Oil prices touched the highest level since 2015

Oil prices touched the highest level since 2015 with Brent crude quoting well above the $67/bbl mark. It appears like the geopolitical situation in Libya, Kurdistan and Iran will likely drive the oil price trend in the current year. Last week we had seen reduced supply of oil due to a blast in a key Libyan pipeline. Interestingly, supply is not able to currently keep pace as most oil producers appear to be enjoying the dividends of higher oil prices. Russia and OPEC have already completed 1 full year of supply cuts of 1.8 million barrels per day and this is likely to extent through the end of the current calendar year.

Factory output, better known as PMI Manufacturing, came in at 54.7 for the month of December 2017 hinting at one of the best growth phases for factory production. The surge was largely driven by a sharp rise in prices of raw materials in the aftermath of the implementation of GST. It may be recollected that a number of over 50 indicates an expansion while a number of less than 50 indicates contraction. Apart from the price of raw materials, the output and the job creation also grew at the fastest pace in the last 5 years. Of course one will have to await the PMI Services number to get a clearer picture.

The government finalized the norms for the issuance of electoral bonds. These bonds will be interest free and in the nature of promissory notes. They can be encashed by political parties through a designated bank account. Electoral bonds will be available for sale through the SBI window in various denominations and will be kept open in intervals. The idea of electoral bonds was mooted by the Modi government last year to pave the way for more transparent funding of elections in India. Effective this year, all political donations of over Rs.2000 can only be made by cheque or electoral bonds.

For a long time it had been an area of conflict of interest and now SEBI has clearly asked financial players to clearly choose whether they want to be a distributor of products or a financial advisor. Currently, the distinction is a grey area with most distributors also doubling up as financial advisors. That would mean that individuals who have registered as financial advisors cannot distribute products. Existing financial services that are distributors cannot be financial advisors either directly or through their group companies. It could actually open up a huge opportunity for thirty party advisory services.
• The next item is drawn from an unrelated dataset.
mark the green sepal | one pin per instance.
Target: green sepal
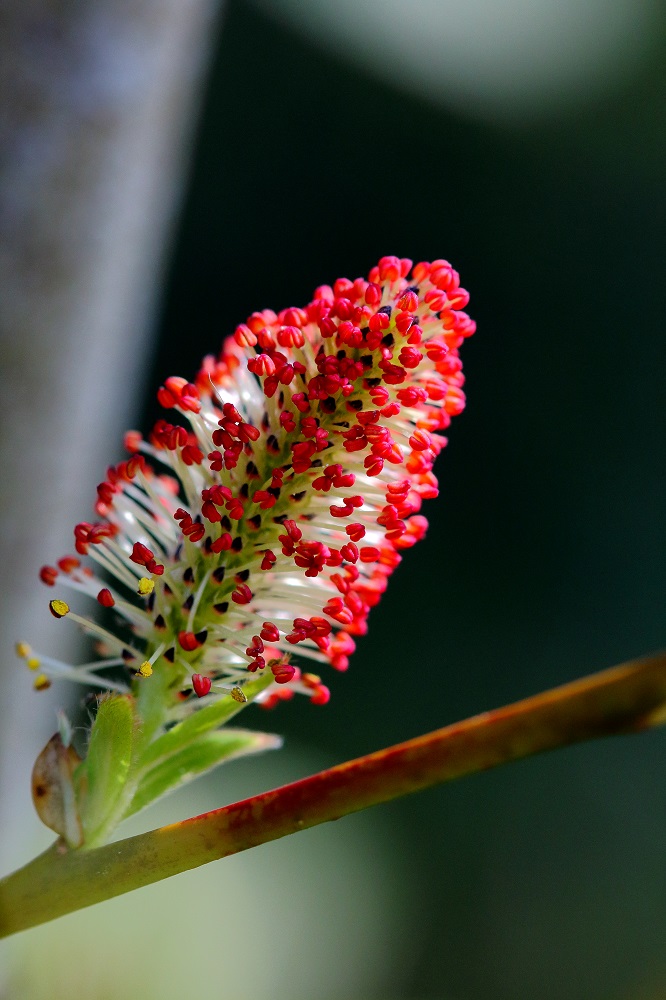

As the world’s second biggest economy embarks on a new year, China will have to deal with debt, poverty and pollution. This could be its three big battles for the coming few years. Year 2017 was China’s first year of strength since 2010 and was the year that finally saw the Chinese economy showing signs of a turnaround. Risks to China will manifest as risk to the global economy since China is one of the largest importer of commodities and most consumer goods. That is why buoyant growth and demand coming from China is extremely important to most of the economies. Apart from poverty and pollution which China is struggling with, the other big challenge is debt. Chinese people are one of the most indebted and most of the funding comes from shadow banks, which is a bigger worry.
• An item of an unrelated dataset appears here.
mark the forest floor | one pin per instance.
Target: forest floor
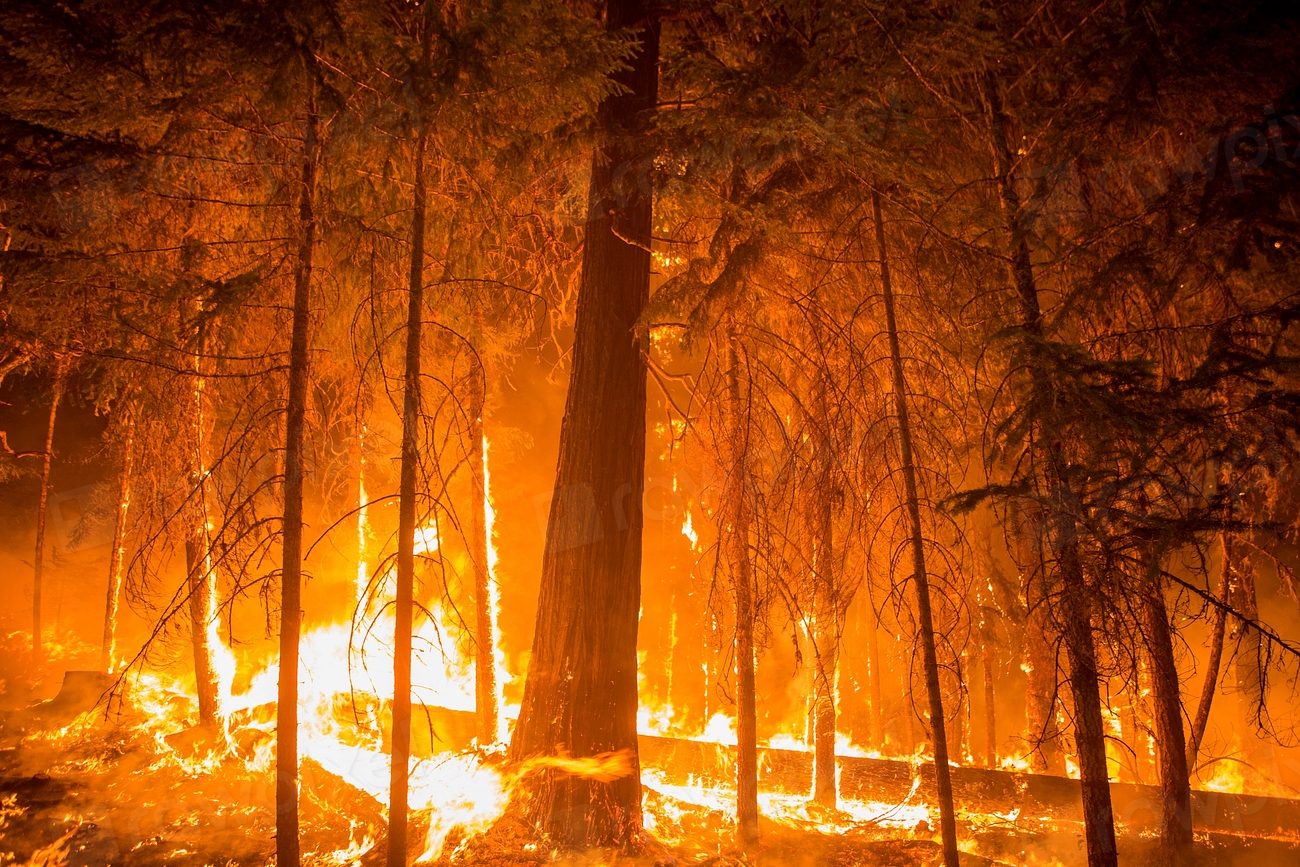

Even as the rate cycle appears to be headed up globally, the Indian government appears to be keen on reducing most of the administered rates lower. This has been a demand for quite some time as the high rates plus the tax benefits were distorting the yield curve. In that sense it is a step in the right direction. The government has just cut the rates on PPF by 20 basis points to 7.6% while the 8% RBI bond is now likely to be replaced by a 7.75% bond. Ironically, during the last few months, the bond yields on the 10-year benchmark are up by over 100 basis points.